Building Cloud-Native, AI-Powered Avatars with NVIDIA Omniverse ACE

Explore the AI technology powering Violet, the interactive avatar showcased this week in the NVIDIA GTC 2022 keynote. Learn new details about NVIDIA Omniverse…

Explore the AI technology powering Violet, the interactive avatar showcased this week in the NVIDIA GTC 2022 keynote. Learn new details about NVIDIA Omniverse Avatar Cloud Engine (ACE), a collection of cloud-native AI microservices for faster, easier deployment of interactive avatars, and NVIDIA Tokkio, a domain-specific AI reference application that leverages Omniverse ACE for creating fully autonomous interactive customer service avatars.

AI-powered avatars in the cloud

Digital assistants and avatars can take many different forms and shapes, from the common text-driven chatbots to fully animated digital humans and physical robots that can see and hear people. These avatars will populate virtual worlds to help us create and build things, be a brand ambassador and customer service agent, help you find something on a website, take your order at a drive-through, or recommend a retirement or insurance plan.

A real-time interactive 3D avatar can deliver a natural, engaging experience that makes people feel more comfortable. AI-based virtual assistants can also use non-verbal cues like your facial expressions and eye contact, to enhance communication and understanding of your requests and intent.

Figure 1. NVIDIA Omniverse ACE powers AI-powered avatars like Violet, from the NVIDIA Tokkio reference application showcased at GTC

But building these avatar applications at scale requires a broad range of expertise, including computer graphics, AI, and DevOps. Most current methods for animating avatars leverage traditional motion capturing solutions, which are challenging to use for real-time applications.

Cutting-edge NVIDIA AI technologies, such as Omniverse Audio2Face, NVIDIA Riva, and NVIDIA Metropolis, change the game by enabling avatar motion to be driven by audio and video. Connecting character animation directly to an avatar’s conversational intelligence enables faster, easier engineering and deployment of interactive avatars at scale.

When an avatar is created, it must also be integrated into an application and deployed. This requires powerful GPUs to drive both the rendering of sophisticated 3D characters and the AI intelligence that brings them to life. Monolithic solutions are optimized for specific endpoints, while cloud-native solutions are more scalable across all endpoints, including mobile, web, and limited compute devices such as augmented reality headsets.

NVIDIA Omniverse Avatar Cloud Engine (ACE) helps address these challenges by delivering all the necessary AI building blocks to bring intelligent avatars to life, at scale.

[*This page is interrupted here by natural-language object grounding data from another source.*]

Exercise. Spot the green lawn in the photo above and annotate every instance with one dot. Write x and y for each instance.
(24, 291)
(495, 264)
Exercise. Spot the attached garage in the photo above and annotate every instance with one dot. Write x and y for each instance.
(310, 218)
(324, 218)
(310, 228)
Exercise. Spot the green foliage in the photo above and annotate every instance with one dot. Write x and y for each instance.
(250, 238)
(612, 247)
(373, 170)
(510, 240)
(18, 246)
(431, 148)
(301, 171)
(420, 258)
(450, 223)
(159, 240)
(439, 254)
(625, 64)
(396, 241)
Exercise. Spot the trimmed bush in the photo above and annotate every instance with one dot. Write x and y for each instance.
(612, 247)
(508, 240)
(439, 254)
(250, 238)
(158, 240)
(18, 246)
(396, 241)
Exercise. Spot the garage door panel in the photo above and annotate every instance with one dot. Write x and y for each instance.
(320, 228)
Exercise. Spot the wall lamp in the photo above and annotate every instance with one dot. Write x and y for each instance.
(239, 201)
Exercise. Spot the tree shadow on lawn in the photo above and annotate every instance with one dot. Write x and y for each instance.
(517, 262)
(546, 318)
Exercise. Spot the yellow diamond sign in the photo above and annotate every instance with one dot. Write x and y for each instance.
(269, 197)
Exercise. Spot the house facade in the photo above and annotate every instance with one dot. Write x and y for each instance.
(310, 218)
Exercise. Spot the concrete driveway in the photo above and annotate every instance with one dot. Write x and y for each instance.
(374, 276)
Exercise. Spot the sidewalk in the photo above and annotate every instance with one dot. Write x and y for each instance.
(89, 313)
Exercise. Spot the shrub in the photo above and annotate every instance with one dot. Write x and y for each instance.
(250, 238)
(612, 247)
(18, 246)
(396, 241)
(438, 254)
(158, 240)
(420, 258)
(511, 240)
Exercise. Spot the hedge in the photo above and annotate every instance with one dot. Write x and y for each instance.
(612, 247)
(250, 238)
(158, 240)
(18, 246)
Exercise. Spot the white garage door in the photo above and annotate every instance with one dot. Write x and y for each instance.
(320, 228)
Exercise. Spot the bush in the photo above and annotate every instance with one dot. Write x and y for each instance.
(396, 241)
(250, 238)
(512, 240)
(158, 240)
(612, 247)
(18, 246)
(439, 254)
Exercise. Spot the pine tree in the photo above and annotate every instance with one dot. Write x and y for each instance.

Omniverse ACE and AI microservices

Omniverse ACE is a collection of cloud-native AI models and microservices for building, customizing, and deploying intelligent and engaging avatars easily. These AI microservices power the backend of interactive avatars, making it possible for these virtual robots to see, perceive, intelligently converse, and provide recommendations to users.

Omniverse ACE uses Universal Scene Description (USD) and the NVIDIA Unified Compute Framework (UCF), a fully accelerated framework that enables you to combine optimized and accelerated microservices into real-time AI applications.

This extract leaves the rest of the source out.